Understanding the Risks of Rising Sea Levels in Florida
By 2100, Florida could experience sea levels rise of up to 6 feet, which could put over 900,000 properties at risk of being underwater. A report by real estate company Zillow predicts that one in eight Florida properties could be affected by rising sea levels. The state is also the most at-risk area in the world, outside of China, for economic damage caused by climate change, according to a report by climate risk specialists XDI.

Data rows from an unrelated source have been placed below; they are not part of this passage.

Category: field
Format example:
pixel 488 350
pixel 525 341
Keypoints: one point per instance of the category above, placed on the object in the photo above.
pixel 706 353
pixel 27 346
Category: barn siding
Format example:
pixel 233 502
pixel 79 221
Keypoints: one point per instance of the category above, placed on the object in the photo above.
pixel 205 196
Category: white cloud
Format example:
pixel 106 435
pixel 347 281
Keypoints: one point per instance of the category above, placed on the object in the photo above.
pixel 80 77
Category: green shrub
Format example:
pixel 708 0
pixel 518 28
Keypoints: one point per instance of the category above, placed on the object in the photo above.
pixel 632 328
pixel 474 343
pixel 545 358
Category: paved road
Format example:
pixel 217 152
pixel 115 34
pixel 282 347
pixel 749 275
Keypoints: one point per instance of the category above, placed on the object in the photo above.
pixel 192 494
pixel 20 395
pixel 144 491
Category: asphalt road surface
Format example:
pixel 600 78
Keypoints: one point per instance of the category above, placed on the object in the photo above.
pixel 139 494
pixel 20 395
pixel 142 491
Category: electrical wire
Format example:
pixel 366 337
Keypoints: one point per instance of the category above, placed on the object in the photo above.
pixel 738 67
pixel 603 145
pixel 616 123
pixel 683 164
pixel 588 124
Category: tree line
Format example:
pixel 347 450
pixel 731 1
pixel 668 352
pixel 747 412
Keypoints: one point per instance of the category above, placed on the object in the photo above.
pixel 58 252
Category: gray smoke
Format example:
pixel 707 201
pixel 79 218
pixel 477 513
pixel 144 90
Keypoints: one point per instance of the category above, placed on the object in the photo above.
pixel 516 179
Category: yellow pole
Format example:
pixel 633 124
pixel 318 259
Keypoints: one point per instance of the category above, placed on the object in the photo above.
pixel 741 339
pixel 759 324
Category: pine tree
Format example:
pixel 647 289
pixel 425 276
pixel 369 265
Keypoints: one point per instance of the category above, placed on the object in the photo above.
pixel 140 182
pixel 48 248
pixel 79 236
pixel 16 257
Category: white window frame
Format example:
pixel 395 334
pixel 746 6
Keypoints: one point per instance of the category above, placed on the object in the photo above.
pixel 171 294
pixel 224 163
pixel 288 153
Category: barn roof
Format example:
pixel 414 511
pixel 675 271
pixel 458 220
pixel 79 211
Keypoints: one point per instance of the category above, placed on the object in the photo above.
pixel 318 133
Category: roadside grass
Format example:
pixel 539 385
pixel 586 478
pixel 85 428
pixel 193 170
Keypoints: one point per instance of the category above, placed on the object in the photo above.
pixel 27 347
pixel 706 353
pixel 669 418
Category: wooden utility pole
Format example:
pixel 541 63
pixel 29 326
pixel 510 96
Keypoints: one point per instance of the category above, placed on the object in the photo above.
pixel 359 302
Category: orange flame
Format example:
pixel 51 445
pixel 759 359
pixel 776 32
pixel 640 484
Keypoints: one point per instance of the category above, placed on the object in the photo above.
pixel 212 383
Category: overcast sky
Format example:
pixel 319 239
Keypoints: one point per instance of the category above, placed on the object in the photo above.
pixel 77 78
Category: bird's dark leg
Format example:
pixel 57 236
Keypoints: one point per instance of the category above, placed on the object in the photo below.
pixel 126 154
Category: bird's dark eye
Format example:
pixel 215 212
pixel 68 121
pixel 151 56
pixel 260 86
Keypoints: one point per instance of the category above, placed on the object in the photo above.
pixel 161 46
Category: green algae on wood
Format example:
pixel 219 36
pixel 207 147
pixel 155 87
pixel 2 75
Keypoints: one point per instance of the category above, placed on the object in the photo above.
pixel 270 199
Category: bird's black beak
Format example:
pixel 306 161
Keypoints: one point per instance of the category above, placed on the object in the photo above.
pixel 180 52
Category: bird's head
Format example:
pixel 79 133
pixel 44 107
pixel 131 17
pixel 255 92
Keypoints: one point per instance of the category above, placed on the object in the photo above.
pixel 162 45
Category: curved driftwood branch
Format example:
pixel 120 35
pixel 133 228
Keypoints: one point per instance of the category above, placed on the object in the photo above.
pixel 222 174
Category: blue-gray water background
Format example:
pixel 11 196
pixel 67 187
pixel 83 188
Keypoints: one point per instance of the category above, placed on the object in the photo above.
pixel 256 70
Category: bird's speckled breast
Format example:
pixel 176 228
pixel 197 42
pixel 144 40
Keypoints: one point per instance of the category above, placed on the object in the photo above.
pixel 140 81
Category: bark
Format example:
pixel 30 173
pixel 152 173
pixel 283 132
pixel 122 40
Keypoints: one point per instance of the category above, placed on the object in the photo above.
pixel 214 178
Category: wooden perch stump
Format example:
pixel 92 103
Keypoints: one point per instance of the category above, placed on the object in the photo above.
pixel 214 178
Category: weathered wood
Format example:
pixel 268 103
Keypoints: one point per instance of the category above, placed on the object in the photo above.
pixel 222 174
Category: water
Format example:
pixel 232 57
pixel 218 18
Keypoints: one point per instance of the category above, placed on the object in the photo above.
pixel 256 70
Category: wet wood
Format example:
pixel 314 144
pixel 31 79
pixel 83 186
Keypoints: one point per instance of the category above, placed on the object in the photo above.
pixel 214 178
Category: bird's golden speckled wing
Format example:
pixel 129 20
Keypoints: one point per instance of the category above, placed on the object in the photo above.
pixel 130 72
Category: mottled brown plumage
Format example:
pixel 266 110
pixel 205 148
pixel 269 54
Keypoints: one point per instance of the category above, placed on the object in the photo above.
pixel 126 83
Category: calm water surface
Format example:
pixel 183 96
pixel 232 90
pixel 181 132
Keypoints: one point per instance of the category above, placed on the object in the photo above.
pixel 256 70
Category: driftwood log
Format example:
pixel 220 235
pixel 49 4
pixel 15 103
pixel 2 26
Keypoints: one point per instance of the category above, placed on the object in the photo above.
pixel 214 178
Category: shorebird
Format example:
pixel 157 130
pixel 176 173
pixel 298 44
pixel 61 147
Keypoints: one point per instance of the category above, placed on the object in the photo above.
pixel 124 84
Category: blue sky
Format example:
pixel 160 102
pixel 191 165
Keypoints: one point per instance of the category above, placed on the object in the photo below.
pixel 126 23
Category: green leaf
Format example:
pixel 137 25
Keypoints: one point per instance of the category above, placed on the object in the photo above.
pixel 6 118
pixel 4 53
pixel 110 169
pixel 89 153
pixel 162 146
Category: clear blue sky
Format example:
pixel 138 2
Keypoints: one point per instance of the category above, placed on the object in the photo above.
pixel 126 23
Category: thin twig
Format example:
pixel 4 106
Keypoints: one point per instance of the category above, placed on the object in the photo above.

Florida’s geography makes it vulnerable to the effects of climate change. Most of the state’s 18 million residents live within 60 miles of the Atlantic Ocean or the Gulf of Mexico, and it has over 1,200 miles of coastline. William Sweet, an oceanographer for the National Oceanic and Atmospheric Administration, warns that Florida sea levels, like much of the US, are headed for a 1-foot rise by 2050 and at least a 2-foot rise by 2100. This could increase significantly if emissions and resulting ocean and atmospheric heating continue to increase.
Rising sea levels could cause economic damage, affect real estate, and put people’s lives at risk. South Florida has already experienced over a 1-foot rise in sea level in the past century, and the sea level is currently rising at a rate of nearly 3 feet per century and accelerating. This, combined with major hurricanes increasing in frequency, could cause significant devastation by storm surges, wind, and rain damage.
Mitigating the Risks of Rising Sea Levels in Florida
To mitigate the risks of rising sea levels, experts recommend building higher seawalls, elevating roadways, and fortifying infrastructure like stormwater systems. Harold Wanless, a geography professor at the University of Miami, emphasizes that reduced emissions with less ocean and atmospheric warming is the best solution to ensure less end-of-century sea level rise and flooding problems. A global effort is necessary to address this problem.